KEY POINTS:
Auckland City Council's call for public submissions on whether it should sell its $500 million-plus share of Auckland Airport points to only modest financial returns from keeping it.
But the council is telling ratepayers nothing about several approaches from would-be investors, except that it has yet to receive a firm proposal.
Prominent in material issued by the council late on Friday in a request for submissions by August 17 is an assertion that an annual dividend of $11.5 million until 2016 from the airport would amount to an after-tax return to the city of just 2.3 per cent of the value of its shares.
"This is significantly below council's projected borrowing costs of between 7 and 8 per cent," ratepayers are told in background to a proposal to amend the city's 10-year budget to allow for a sell-down or some other financial arrangement.
Other possible arrangements offered for public comment include joining a consortium to take over the airport, in which case the council says it could still either maintain its 12.75 per cent shareholding or reduce or even increase that stake.
An introduction to the consultation material calls the airport an integral part of the regional and national transport system and economy and says there has been considerable interest from investors and others in a potential to achieve significant benefits by improving the efficiency of its financing structure.
"Since the council's current shareholding allows us to block any full takeover attempt, several parties have recently approached us to talk about our stake in the airport," it says.
Finance committee chairman Vern Walsh said the council had not yet received any firm proposals or made any decisions, but needed "to be able to respond quickly to opportunities if doing so is in the best long-term interests of residents and ratepayers".
Interest in the airport has driven up its share price to $3.30c from the $3.18c reached on June 28, on which the council based its calculations.
The value of its holding has risen from $495 million to $514 million, making the $11.5 million annual return assumed in the 10-year budget even less in proportional terms.
But Herald business commentator Brian Gaynor does not believe the public is hearing the full story about the value of such a strategic and bankable asset.
"What's missing in a big way is the ability for the [airport] company to make substantial capital repayments," he said last night.
Neither does the consultation material refer to big surges in the value of the city's remaining stake, since the previous council sold half its original airport holding for $190.8 million in 2002.
Mr Gaynor said that although he believed the present value was "in the ballpark" of a fair price, with less potential for more rises on such a scale, the city would still be crazy on both financial and strategic grounds to sell its holding in the main gateway to New Zealand.

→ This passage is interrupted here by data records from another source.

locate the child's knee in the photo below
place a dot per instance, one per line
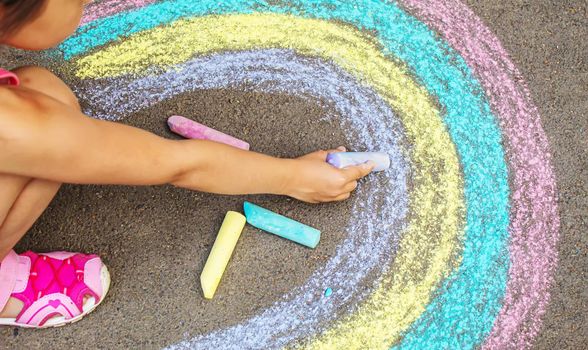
(42, 80)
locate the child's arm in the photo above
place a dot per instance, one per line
(42, 138)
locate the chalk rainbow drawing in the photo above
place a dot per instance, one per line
(465, 254)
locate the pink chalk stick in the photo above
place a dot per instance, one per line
(193, 130)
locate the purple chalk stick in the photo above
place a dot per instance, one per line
(194, 130)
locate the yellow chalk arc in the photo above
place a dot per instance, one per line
(436, 217)
(221, 252)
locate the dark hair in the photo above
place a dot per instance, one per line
(17, 13)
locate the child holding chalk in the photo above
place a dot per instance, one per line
(45, 141)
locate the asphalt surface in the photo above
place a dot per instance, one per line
(155, 240)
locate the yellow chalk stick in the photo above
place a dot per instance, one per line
(221, 252)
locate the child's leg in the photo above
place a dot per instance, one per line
(23, 200)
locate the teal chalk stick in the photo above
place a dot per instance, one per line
(280, 225)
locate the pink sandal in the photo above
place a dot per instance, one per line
(52, 287)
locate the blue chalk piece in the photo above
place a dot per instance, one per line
(280, 225)
(345, 159)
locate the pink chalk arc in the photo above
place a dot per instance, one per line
(533, 250)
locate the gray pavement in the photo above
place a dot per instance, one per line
(155, 240)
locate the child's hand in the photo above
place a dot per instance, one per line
(314, 180)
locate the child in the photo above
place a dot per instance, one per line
(45, 140)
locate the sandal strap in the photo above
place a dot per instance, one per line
(46, 307)
(8, 268)
(14, 276)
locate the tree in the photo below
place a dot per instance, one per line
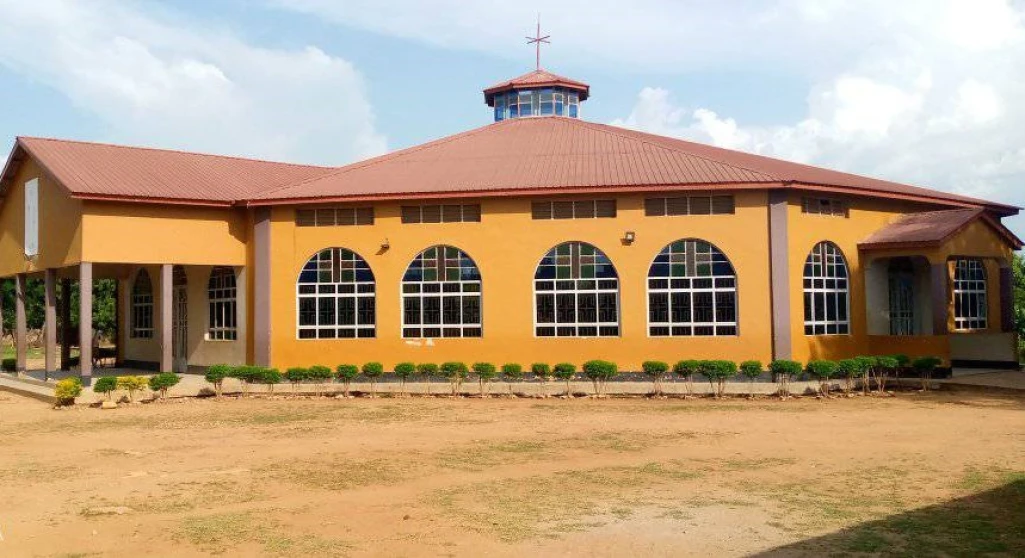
(427, 370)
(543, 373)
(346, 372)
(373, 370)
(782, 371)
(404, 370)
(656, 369)
(750, 369)
(511, 372)
(455, 372)
(824, 369)
(565, 371)
(600, 372)
(926, 366)
(107, 386)
(687, 369)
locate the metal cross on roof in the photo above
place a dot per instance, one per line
(537, 40)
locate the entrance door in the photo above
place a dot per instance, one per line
(901, 297)
(179, 322)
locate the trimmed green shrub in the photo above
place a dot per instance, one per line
(823, 370)
(926, 366)
(656, 369)
(455, 372)
(346, 373)
(600, 372)
(67, 390)
(565, 371)
(542, 372)
(215, 374)
(485, 372)
(511, 372)
(163, 382)
(718, 372)
(405, 370)
(783, 370)
(107, 386)
(751, 369)
(132, 385)
(373, 370)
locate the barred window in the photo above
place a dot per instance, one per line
(826, 291)
(573, 209)
(441, 295)
(336, 296)
(576, 293)
(692, 290)
(221, 297)
(334, 216)
(689, 205)
(141, 306)
(825, 206)
(971, 306)
(441, 213)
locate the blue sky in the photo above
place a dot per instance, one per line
(924, 91)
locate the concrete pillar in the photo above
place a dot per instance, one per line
(166, 312)
(50, 320)
(940, 274)
(85, 321)
(66, 328)
(779, 269)
(21, 325)
(261, 287)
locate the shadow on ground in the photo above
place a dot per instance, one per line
(990, 523)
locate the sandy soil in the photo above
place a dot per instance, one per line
(510, 477)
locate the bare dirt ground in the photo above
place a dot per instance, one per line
(936, 474)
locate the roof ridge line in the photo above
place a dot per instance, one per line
(609, 128)
(167, 150)
(378, 159)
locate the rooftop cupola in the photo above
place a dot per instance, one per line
(537, 93)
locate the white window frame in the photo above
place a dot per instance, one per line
(361, 289)
(464, 288)
(598, 324)
(691, 291)
(221, 293)
(819, 285)
(970, 279)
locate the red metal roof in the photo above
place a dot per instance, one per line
(932, 228)
(101, 170)
(557, 154)
(537, 78)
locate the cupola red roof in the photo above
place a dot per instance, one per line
(535, 79)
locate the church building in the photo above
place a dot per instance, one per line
(540, 237)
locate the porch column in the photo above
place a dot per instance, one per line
(166, 311)
(66, 329)
(21, 326)
(50, 320)
(779, 279)
(940, 274)
(85, 321)
(261, 287)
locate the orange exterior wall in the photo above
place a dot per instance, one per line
(506, 246)
(59, 225)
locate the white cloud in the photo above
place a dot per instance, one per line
(156, 79)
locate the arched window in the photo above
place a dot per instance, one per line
(970, 294)
(441, 295)
(335, 296)
(576, 293)
(141, 307)
(826, 291)
(692, 290)
(221, 292)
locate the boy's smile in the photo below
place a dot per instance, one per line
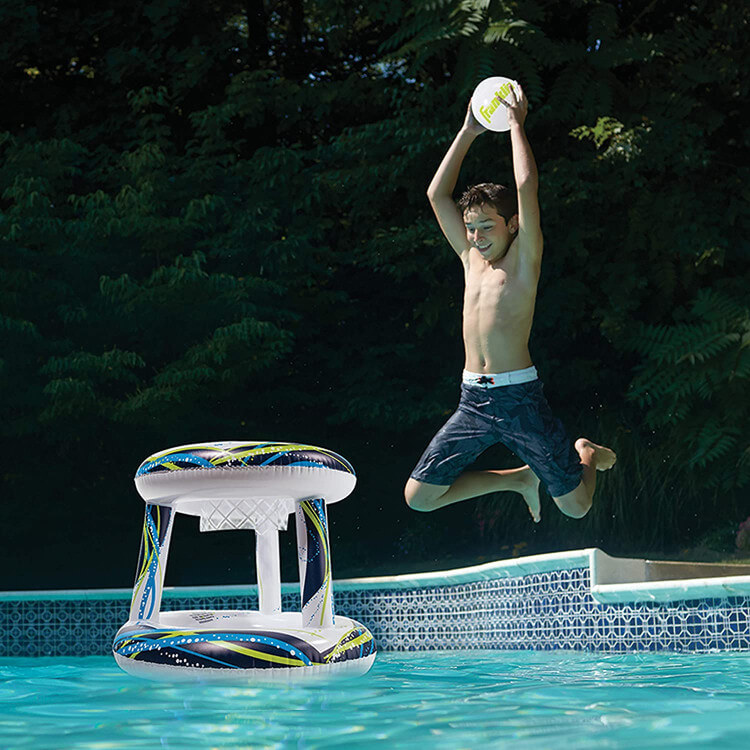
(488, 232)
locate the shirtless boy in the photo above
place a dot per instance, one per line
(497, 236)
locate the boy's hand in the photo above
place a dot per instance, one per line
(471, 124)
(517, 106)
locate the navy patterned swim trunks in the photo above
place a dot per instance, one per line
(516, 415)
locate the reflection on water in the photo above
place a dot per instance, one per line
(441, 700)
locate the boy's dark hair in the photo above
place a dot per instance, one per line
(501, 198)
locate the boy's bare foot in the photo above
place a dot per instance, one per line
(603, 458)
(530, 492)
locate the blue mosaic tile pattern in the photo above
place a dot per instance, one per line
(541, 611)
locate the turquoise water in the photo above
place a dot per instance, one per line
(457, 699)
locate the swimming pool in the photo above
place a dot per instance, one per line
(455, 699)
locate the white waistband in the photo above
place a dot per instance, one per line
(495, 380)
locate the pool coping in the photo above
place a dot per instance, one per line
(613, 580)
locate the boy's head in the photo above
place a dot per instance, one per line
(501, 198)
(490, 214)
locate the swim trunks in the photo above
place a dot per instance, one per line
(515, 414)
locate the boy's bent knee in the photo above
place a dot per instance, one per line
(420, 496)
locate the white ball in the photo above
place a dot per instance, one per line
(485, 104)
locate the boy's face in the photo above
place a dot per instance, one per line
(488, 232)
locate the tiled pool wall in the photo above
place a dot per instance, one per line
(504, 607)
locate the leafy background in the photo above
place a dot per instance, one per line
(213, 226)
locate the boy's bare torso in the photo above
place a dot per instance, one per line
(499, 300)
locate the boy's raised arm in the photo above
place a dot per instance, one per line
(526, 177)
(440, 191)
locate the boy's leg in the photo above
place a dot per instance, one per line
(426, 497)
(577, 503)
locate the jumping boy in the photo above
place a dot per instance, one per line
(497, 236)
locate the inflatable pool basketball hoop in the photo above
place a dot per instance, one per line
(243, 485)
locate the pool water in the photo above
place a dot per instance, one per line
(456, 699)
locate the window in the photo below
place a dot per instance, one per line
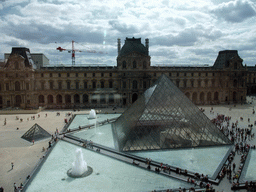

But he acknowledged there may be benefit to the city from backing some new ownership structure which meant it could keep a substantial stake in the airport while extracting cash from it.
Mr Walsh said the council's City Vision political majority - of which he is co-leader - remained opposed to selling the city's shares but he defended the way the consultation material was presented.
He said the statement about the proportional value of the dividend was factual, and it was difficult to make predictions about the future worth of shares.
But councillor Cathy Casey believed the public would find the material hard to comprehend, and she feared the way it was set out would draw responses increasing pressure on the council to sell the shares to pay for politically worrying cost overruns elsewhere.